“The faster pace of growth in finished steel prices has widened the price spread between steel scrap and steel, thus ensuring that most steel mills enjoy healthy profit margins. That’s encouraging them to keep steady production,” a Shanghai-based market watcher commented.
As of November 20, China’s HRB 400 20mm dia rebar price, an indicator of market movement, had increased by Yuan 59/t on week to reach a one-year high of Yuan 4,174/t including the VAT.
Consequently, the price spread between rebar and steel scrap, for example, widened by Yuan 49.83/t on week to Yuan 1,503.38/t, Mysteel’s data shows.
“Our gross margins when producing rebar, for example, have increased to around Yuan 300/t whereas one month ago, they were only about Yuan 50/t,” an official with a Sichuan-based EAF mill in Southwest China confirmed.

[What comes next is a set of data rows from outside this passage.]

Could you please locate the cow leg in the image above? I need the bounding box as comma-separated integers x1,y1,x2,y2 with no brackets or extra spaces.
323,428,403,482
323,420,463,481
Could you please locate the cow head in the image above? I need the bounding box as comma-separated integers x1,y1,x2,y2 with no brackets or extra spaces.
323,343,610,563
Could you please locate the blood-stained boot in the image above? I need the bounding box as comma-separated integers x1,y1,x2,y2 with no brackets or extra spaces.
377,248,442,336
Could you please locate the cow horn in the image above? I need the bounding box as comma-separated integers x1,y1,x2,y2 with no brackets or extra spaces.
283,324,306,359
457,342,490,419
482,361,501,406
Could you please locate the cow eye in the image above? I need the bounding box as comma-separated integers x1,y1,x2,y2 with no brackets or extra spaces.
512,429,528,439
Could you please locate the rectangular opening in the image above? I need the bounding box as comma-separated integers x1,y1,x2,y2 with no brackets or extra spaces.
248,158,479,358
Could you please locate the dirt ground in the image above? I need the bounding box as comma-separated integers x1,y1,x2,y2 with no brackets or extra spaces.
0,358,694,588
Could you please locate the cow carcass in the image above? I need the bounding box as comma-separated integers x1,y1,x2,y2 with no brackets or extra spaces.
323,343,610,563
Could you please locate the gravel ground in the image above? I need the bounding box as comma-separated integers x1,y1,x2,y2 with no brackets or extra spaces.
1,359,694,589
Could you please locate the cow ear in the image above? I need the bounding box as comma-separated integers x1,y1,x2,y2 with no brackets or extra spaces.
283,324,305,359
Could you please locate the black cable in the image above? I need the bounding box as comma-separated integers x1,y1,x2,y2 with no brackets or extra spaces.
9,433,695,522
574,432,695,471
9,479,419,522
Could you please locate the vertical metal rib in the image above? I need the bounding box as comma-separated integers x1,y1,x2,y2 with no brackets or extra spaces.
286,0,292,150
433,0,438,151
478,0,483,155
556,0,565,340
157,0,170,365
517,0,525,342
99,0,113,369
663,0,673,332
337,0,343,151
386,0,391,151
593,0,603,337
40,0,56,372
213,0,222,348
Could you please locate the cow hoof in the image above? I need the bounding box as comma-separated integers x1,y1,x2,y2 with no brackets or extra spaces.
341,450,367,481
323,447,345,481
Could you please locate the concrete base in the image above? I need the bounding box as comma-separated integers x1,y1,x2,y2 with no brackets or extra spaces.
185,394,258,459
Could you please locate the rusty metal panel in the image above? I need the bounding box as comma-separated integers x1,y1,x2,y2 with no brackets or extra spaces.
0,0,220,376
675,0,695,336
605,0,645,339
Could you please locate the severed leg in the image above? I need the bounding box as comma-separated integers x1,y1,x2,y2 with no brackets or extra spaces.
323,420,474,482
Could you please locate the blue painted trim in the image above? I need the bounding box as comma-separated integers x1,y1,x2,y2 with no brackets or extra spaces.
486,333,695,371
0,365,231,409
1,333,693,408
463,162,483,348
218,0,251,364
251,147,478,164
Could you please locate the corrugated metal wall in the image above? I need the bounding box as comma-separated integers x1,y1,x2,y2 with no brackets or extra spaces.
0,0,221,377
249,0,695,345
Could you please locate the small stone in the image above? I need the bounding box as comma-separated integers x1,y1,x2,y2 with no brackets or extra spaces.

“Meanwhile, we have raised our buying price for scrap with our traders – which we hope will prompt our suppliers to sell more scrap to us, rather than to the integrated mills, as we need to stock up more scrap materials for our near-term production and for winter, generally,” he added.
In tandem, as of November 19, total steel scrap stocks at the 61 Chinese steel plants Mysteel monitors weekly comprising both blast furnace and electric-arc-furnace mills increased for the third week, rising by another 372,500 tonne or 14.1% on week to 3 million tonnes.